The existing Bord na Móna site at Derrygreenagh is ideal for the development of a new gas-fired power station. The proposed power station will consist of two units:
- A flexible, combined cycle gas turbine (CCGT) unit of c. 430 MW. The unit would run on natural gas, with distillate as a backup fuel.
- A reserve/peaking open cycle gas turbine (OCGT) unit of c. 170 MW. The unit would run on distillate or natural gas, and would act as a peaking/reserve capacity plant on the network.
Why do we need a gas turbine plant?
We believe that this combination of units offers the best chance of competing in the new Single Electricity Market. With the Government having set a 40% RES-E target for 2020, wind will play an ever increasing role in electricity generation in Ireland in the future. However, the power output from wind turbines is intermittent, varies with the wind strength and does not always match the demand profile. This means that flexible thermal units, with fast response times, will be needed to complement the increasing amount of wind capacity installed on the Irish network.
Combined Cycle Gas Turbine
- This unit will be designed to operate on a 2-shift basis, coming on in the morning as the daily electricity demand increases, running throughout the day, and shutting down in the evening as demand reduces.
- It is expected to run about 5,000 hours per annum.
Open Cycle Gas Turbine
-This unit has an extremely fast response time, and is capable of reaching full output in only 20 minutes.
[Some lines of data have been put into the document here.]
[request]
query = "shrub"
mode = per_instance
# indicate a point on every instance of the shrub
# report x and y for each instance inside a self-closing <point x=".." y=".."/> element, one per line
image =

- It will act mainly as a reserve plant, only starting up to cover peaks in daily demand, rapid drops in wind output or when another unit fails to start as scheduled. It is only expected to operate for a few hundred hours per annum.
The Derrygreenagh Power project was granted planning consent by An Bord Pleanála in April 2010. A grid connection application for the project has been submitted to EirGrid, the Transmission System Operator, and work continues to secure the remaining permits required for the development of the project.